The “jackals” that Perkins refers to here are assassins, usually from the CIA, that Pat Robertson said we should use to kill Hugo Chavez of Venezuela instead of killing more “young Americans” in uniform (Robertson). Robertson demonstrated that he knows what is going on; why he supports it is beyond me.  He will have to take that up with God, as will all Christian’s who support this anti-Christian system. 

Like U.S. citizens in general, [I] believed we were doing countries favors when we built power plants, highways, and ports.  Our schools and our press have taught us to perceive all of our actions as altruistic.  Over the years, I’ve repeatedly heard comments like, “If they’re going to burn the U.S. flag and demonstrate against our embassy, why don’t we just get out of their damn country and let them wallow in their own poverty?”
People who say such things often hold diplomas certifying that they are well educated.  However, these people have no clue that the main reason we establish embassies around the world is to serve our own [business] interests, which during the last half of the twentieth century meant turning the American republic into a global empire. Despite credentials, such people are as uneducated as those eighteenth-century colonists who believed that the Indians fighting to defend their lands were servants of the devil (Perkins 16).

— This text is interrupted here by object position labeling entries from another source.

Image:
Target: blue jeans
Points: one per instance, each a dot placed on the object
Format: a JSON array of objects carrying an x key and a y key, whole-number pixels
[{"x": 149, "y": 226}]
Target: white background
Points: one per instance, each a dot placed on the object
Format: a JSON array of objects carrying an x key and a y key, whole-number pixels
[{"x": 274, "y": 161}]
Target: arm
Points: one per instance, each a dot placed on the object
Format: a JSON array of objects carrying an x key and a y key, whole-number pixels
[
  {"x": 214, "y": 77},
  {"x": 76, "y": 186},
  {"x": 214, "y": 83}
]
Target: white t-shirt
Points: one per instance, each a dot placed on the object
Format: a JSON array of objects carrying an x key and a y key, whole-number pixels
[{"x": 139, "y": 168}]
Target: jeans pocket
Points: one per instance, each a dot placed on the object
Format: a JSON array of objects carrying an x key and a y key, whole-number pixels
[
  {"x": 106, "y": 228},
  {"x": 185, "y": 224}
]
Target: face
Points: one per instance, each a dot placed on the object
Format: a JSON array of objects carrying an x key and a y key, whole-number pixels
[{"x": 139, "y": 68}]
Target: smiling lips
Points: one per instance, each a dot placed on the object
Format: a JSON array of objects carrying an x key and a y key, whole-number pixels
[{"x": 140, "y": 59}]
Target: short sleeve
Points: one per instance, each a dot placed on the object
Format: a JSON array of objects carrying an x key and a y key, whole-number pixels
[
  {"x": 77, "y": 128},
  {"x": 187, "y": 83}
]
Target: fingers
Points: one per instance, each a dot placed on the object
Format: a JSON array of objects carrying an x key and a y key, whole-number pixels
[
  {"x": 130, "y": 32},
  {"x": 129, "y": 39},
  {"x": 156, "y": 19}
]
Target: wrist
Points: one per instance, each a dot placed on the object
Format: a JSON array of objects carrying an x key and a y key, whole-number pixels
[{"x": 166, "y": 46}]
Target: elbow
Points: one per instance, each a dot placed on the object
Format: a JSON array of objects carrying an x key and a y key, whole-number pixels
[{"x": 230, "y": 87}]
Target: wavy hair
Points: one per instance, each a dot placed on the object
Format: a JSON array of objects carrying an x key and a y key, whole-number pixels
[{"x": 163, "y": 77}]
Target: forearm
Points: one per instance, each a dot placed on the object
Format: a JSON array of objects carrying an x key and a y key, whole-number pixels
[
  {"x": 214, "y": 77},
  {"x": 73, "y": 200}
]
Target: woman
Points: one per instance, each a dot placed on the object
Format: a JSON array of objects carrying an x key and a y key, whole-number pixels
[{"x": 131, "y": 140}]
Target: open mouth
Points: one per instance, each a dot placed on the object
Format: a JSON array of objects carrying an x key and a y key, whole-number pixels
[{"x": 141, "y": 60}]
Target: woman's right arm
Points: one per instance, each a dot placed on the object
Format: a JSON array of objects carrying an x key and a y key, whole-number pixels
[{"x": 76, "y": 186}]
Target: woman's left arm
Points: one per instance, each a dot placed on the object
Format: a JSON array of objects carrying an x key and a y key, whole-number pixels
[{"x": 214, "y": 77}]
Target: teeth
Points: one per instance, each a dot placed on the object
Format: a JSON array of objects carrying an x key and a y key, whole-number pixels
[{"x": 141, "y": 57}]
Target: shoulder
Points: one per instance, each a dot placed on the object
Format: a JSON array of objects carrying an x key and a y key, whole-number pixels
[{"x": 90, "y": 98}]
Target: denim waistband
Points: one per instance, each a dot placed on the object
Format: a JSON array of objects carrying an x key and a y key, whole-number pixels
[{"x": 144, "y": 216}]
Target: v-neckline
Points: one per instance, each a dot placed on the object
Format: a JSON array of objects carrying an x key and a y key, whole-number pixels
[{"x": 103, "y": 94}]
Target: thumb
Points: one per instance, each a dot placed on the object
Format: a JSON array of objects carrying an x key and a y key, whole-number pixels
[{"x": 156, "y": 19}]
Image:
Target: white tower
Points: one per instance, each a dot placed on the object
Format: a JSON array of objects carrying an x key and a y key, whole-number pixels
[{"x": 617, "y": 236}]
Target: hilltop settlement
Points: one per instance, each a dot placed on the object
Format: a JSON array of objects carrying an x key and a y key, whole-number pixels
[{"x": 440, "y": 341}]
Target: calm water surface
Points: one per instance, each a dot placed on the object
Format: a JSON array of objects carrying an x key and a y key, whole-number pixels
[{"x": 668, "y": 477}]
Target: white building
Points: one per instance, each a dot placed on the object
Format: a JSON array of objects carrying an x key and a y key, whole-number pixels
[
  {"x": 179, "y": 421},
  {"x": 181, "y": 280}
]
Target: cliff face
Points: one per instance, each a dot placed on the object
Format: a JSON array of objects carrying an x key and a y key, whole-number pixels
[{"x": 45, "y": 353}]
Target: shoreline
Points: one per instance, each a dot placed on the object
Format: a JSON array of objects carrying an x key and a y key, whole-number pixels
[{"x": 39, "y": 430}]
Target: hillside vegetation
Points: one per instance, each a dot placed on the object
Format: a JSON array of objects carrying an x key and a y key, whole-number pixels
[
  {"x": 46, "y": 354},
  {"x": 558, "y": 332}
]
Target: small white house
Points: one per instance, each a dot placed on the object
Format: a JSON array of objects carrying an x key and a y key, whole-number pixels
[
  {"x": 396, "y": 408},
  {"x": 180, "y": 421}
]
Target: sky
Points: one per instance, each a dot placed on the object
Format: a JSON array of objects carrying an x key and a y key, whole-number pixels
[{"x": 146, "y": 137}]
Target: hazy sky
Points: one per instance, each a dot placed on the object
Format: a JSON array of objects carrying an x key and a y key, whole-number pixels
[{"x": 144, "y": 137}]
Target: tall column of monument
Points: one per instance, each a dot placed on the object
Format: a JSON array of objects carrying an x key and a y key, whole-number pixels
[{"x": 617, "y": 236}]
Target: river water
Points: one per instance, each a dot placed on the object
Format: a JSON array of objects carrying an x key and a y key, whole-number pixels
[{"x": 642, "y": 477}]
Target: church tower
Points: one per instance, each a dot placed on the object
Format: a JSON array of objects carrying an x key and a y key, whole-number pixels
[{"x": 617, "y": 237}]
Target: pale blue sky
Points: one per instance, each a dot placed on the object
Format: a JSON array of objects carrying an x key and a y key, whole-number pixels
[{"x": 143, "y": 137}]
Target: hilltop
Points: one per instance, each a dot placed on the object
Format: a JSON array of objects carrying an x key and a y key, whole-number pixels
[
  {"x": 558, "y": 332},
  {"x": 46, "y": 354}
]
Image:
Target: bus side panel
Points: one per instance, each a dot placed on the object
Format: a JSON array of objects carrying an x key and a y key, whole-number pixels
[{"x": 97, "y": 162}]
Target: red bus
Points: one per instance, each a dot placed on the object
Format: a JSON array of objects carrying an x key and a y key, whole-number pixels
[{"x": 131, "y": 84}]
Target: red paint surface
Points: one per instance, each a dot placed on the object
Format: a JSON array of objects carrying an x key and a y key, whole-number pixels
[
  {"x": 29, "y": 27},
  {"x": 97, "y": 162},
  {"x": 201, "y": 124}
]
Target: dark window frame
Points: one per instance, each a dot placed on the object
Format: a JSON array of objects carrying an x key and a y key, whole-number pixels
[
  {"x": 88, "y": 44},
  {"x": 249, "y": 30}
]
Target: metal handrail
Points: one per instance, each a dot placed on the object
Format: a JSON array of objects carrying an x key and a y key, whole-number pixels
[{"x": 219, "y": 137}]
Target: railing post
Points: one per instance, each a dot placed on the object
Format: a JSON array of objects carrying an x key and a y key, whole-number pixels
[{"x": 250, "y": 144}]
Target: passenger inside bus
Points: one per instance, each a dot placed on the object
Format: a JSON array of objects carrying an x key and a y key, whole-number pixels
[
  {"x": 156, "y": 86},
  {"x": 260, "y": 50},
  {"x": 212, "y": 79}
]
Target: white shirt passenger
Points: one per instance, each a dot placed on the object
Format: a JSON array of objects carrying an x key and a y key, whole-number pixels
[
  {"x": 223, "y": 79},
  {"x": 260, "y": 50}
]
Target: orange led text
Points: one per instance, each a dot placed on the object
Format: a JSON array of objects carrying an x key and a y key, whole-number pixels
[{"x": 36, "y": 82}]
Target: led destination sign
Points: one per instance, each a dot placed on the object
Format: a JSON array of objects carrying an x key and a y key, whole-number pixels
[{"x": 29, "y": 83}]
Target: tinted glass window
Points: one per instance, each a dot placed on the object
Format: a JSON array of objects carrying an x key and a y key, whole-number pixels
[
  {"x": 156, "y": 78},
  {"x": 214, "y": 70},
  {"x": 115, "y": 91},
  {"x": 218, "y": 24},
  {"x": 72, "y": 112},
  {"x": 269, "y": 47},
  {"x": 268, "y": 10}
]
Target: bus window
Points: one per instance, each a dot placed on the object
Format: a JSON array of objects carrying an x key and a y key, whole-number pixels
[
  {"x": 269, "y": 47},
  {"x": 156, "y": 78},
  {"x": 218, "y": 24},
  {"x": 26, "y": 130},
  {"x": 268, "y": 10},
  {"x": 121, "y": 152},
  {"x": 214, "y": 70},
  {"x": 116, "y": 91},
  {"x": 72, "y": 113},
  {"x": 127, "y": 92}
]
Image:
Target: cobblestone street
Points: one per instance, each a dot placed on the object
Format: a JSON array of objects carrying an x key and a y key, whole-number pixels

Corporate lies were responsible for making us believe that Native Americans were “devils” and “deserving” of death.  With “Christians” clearing the lands of the “Native Devils”, the corporations walked in unmolested and set-up shop and enslaved the Christians in their corporations.  “Blessed be the ties that bind” us to corporate greed. What we did for the “Indians” we will do for the rest of the world. God must be so proud of us. I have no idea why anyone would hate us.

References:
           
Perkins, John. Confessions of Economic Hit Man. San Francisco: Berrett-Koehler, 2004.